"Impressions | Abstractions" at Sicardi Gallery Displays Distinct Differences in Printmaking
PrintHouston is the local art community's yearly love letter to the printmaking medium. For an entire summer, PrintMatters, a group made up of printmaking artists, hosts special exhibitions, lectures and events dedicated to the art of printmaking in multiple galleries.Though put on by the artist's group, PrintHouston's invitation extends to national and global artists, as well . "Impressions | Abstractions," which opened at Sicardi Gallery on Friday, showcases the work of 20th century Latin American artists Carlos Cruz-Diez, Jesús-Rafael Soto, Julio Le Parc, Luis Tomasello, Sérvulo Esmeraldo, León Ferrari and Gego.
"S/T3" by Luis Tomasello
Printmaking is, at its heart, the art of applying ink to paper to create lines, dots, pictures and many other types of imagery. Schoolchildren, lawyers and doctors do this everyday, so that print artists manage to flesh mini-mediums -- engraving, screenprinting and monoprint, to name a few -- out of the main one is nothing short of a modern art miracle. The works of the seven Latin American artists, make clear the distinctions in printmaking, from color to technique. By comparing Cruz-Diez, Soto and Tomasello, three of the seven, it is possible to make an argument why printmaking is such a versatile medium.

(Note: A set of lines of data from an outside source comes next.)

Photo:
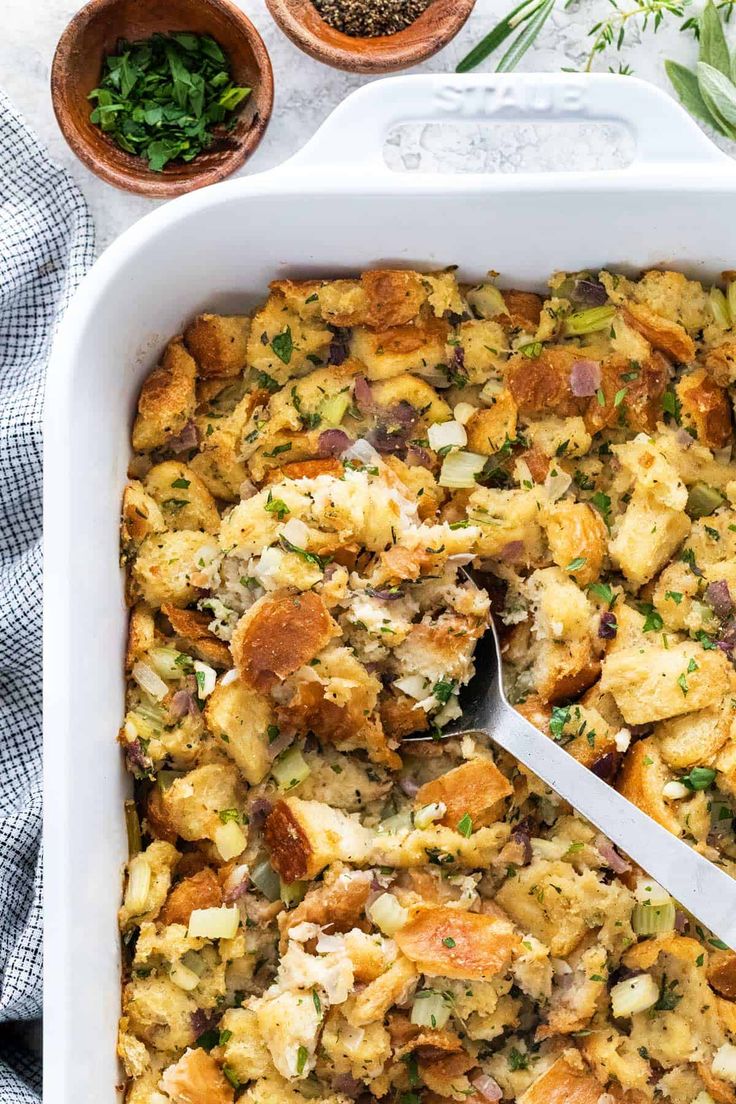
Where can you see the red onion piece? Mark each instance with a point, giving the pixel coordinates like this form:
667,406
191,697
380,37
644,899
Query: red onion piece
283,741
489,1089
363,395
718,597
607,626
585,378
333,442
512,552
590,292
610,856
188,438
183,703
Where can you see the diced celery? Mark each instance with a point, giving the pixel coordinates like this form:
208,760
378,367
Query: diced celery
703,500
588,321
290,770
652,919
430,1009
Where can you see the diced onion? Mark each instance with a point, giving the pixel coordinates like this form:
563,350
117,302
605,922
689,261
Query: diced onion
387,914
415,686
724,1062
139,883
265,879
650,892
183,977
459,469
402,821
230,840
214,923
447,435
206,678
428,814
163,661
635,995
290,770
674,791
429,1009
292,893
296,532
652,919
720,307
464,412
149,681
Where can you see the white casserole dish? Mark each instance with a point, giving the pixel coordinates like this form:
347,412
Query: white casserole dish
333,209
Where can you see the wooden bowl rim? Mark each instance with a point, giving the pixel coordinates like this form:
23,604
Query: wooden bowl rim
136,177
304,25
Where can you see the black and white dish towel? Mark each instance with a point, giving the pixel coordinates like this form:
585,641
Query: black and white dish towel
46,245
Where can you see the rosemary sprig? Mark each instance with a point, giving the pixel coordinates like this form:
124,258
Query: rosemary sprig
612,31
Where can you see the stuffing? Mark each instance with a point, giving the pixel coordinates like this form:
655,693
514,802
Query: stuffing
670,681
318,906
475,789
219,345
458,944
241,718
183,499
278,635
167,400
172,566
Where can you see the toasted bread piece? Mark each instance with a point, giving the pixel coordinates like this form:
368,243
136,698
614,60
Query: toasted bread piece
192,628
196,1079
476,788
669,337
279,634
454,943
642,778
200,891
167,400
705,407
219,343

Cruz-Diez and Soto are Venezuelan artists who both studied at the Escuela de Artes Plásticas y Aplicadas and were early adopters of the kinetic art movement. Because of this, their art is similar; striped horizontal and vertical lines make up the crux of their respective works. However, while Soto's lines move up and down black-and-grey sculptures ("Escriture"), Cruz-Diez is more liberal with color, as in his Physichromies, Chromosaturations, Chromo-interference Environments series of chromatic serigraphs.

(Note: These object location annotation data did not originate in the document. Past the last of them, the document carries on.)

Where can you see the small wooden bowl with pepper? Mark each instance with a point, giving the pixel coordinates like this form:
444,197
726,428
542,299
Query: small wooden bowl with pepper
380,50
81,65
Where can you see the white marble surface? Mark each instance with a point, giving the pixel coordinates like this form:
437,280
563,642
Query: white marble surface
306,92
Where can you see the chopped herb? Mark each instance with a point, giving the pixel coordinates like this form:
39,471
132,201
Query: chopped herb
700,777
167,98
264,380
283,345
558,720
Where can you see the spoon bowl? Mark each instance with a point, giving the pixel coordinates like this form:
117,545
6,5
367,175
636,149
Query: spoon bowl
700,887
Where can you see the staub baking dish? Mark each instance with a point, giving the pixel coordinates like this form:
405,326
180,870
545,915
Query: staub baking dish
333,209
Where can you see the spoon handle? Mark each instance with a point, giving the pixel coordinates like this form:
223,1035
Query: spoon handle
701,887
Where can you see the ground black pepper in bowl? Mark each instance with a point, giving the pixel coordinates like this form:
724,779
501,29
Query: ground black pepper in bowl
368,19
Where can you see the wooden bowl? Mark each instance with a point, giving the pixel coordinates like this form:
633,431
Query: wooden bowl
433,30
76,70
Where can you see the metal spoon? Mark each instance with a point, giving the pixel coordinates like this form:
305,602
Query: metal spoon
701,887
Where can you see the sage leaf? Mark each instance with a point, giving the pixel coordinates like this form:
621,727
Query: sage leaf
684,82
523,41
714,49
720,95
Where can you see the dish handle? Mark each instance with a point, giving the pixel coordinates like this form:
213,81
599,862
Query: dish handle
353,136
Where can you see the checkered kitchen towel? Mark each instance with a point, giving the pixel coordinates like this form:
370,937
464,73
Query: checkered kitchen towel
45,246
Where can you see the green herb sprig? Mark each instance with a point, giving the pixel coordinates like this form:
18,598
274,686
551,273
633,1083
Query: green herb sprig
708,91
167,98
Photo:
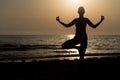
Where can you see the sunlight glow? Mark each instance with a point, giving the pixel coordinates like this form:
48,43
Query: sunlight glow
79,2
75,1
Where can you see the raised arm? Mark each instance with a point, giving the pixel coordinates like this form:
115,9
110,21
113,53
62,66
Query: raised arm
64,24
95,25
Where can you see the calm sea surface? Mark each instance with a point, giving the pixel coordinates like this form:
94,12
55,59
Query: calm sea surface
43,47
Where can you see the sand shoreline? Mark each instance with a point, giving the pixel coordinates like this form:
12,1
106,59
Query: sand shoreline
102,68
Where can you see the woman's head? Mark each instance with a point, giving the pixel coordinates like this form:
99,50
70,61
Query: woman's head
81,10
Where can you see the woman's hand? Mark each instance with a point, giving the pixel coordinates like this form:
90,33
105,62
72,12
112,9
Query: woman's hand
102,18
58,19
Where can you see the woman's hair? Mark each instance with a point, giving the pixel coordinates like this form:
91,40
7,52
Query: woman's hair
81,10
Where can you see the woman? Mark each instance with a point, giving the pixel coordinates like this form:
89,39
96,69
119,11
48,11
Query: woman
80,35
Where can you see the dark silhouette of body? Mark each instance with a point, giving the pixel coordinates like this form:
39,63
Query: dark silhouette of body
80,35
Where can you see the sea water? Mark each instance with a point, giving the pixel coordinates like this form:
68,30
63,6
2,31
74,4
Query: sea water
47,47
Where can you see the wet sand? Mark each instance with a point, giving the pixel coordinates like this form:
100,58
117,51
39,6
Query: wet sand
91,69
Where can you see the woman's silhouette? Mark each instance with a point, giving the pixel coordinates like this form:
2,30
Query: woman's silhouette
80,35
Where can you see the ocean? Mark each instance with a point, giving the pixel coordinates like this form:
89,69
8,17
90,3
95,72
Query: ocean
27,48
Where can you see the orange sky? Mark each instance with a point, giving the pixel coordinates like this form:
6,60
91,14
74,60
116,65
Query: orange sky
28,17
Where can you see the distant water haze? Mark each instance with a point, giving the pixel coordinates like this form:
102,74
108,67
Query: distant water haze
36,17
43,47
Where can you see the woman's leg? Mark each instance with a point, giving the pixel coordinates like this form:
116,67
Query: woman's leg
69,44
82,49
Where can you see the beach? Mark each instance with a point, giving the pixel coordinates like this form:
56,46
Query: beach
89,69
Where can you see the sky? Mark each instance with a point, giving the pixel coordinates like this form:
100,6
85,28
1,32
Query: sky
36,17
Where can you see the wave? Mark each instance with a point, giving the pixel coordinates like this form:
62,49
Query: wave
27,47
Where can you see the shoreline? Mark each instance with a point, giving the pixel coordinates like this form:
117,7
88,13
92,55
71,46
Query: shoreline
96,68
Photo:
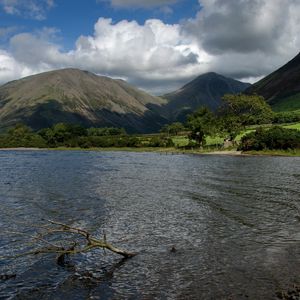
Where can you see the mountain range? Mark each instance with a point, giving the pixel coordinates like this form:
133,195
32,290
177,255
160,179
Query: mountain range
206,90
75,96
81,97
281,89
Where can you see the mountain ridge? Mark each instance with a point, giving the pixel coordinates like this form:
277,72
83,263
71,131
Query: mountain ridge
280,86
205,90
78,96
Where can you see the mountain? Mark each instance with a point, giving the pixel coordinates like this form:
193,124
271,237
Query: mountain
75,96
206,90
281,89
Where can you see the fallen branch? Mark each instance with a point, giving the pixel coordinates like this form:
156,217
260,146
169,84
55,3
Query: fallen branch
87,242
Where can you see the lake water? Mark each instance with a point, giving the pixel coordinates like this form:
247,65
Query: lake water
234,222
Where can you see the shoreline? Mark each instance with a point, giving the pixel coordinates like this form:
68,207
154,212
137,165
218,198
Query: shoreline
171,151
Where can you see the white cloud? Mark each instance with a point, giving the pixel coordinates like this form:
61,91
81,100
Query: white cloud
34,9
239,38
139,3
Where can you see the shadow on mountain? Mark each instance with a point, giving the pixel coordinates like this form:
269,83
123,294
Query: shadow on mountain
52,112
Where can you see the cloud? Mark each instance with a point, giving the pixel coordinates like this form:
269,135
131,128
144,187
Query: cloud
7,31
33,9
244,39
147,55
139,3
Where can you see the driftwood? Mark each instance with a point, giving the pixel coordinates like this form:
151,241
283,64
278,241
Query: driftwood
87,242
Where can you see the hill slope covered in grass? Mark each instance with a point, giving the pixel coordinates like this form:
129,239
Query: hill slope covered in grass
75,96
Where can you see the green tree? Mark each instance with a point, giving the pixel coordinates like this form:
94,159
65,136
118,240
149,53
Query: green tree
201,123
238,111
173,129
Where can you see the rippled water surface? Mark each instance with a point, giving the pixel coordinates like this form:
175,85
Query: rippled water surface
234,222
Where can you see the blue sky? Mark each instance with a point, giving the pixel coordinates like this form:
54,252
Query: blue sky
157,45
74,18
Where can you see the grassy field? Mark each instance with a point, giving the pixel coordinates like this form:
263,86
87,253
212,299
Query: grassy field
288,104
181,141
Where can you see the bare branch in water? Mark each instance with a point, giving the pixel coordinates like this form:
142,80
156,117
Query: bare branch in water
86,244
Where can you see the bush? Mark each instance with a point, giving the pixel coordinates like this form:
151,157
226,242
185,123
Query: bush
286,117
160,141
275,138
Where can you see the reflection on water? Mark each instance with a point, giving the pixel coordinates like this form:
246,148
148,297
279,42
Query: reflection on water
234,222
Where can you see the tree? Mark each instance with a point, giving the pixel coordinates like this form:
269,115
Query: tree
201,123
173,129
238,111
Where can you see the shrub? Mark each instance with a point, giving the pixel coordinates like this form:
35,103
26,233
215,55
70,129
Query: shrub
275,138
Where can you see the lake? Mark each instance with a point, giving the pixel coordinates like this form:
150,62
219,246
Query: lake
234,222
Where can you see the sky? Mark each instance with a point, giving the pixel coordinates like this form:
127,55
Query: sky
156,45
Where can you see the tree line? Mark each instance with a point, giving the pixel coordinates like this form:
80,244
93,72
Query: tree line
236,113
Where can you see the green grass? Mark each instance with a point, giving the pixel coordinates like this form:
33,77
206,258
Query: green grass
295,152
293,126
291,103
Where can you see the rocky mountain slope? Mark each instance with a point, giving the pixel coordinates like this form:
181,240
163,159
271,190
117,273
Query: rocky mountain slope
282,87
75,96
206,90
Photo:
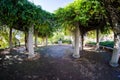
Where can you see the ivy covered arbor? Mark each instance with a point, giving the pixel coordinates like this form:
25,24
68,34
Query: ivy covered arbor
113,14
21,15
81,16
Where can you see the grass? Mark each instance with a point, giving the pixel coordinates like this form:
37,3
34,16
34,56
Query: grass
105,43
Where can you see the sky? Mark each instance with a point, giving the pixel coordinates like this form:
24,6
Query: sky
51,5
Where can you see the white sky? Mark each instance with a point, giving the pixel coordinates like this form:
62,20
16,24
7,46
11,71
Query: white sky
51,5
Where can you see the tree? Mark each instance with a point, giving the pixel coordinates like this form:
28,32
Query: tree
79,14
113,15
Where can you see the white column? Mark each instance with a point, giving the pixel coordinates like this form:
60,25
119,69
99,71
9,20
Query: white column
116,52
77,41
30,42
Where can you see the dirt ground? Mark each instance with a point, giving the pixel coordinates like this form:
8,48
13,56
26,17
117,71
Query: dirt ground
56,63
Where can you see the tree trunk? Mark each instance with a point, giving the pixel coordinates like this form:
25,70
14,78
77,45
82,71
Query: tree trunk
30,42
10,38
97,39
26,37
36,36
73,39
46,39
77,41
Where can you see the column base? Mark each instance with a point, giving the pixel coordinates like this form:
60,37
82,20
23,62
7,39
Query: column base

Usually a serigraph is a process where an image is stenciled into a mesh screen. Ink is applied to the part of the screen not covered by the image stencil, which is then squeezed through, creating a superimposed image. Cruz-Diez's process is unique in that he combines silkscreen and lithography with digital printing. The result is a work boasting 50 shades of color, such as in the translucent rainbows of "Induction chromatique a double fréquence," (1990). The piece is a pigment chromagraphy on Plexiglas, a process that allows color to bleed and blend, so what begins as blue and orange mixes, turning the top into a striking rainbow of colors.
"Induction chromatique a double fréquence" Carlos Cruz-Diez
Tomasello, on the other hand, produces "lithographs," where ink is placed onto a stone or metal surface, then followed by a sheet of paper that removes the ink from the stone, creating the image. His pieces have white backgrounds, with blushes of color applied in strategic positions. "Atmosphére Chromoplastique No. 857" (2006) has light blue and green tints located in places that hint at the faint impression of a diamond -- or a heart, depending on the title of one's head, while "Atmosphére Chromoplastique No. 914" (2009), an acrylic on wood piece, is divided into squares, created by four horizontal or vertical lines. The vertical line squares have a green tint, causing them to stick out more, heightening the acrylic piece.
The lines in Cruz-Diez and Soto's kinetic pieces are also present in Tomasello's, revealing that even though each printmaker's work is different and special in its own way, the repeated, recognizable themes of lines, dots, pictures and other types of imagery are what make the practice of printmaking so interesting.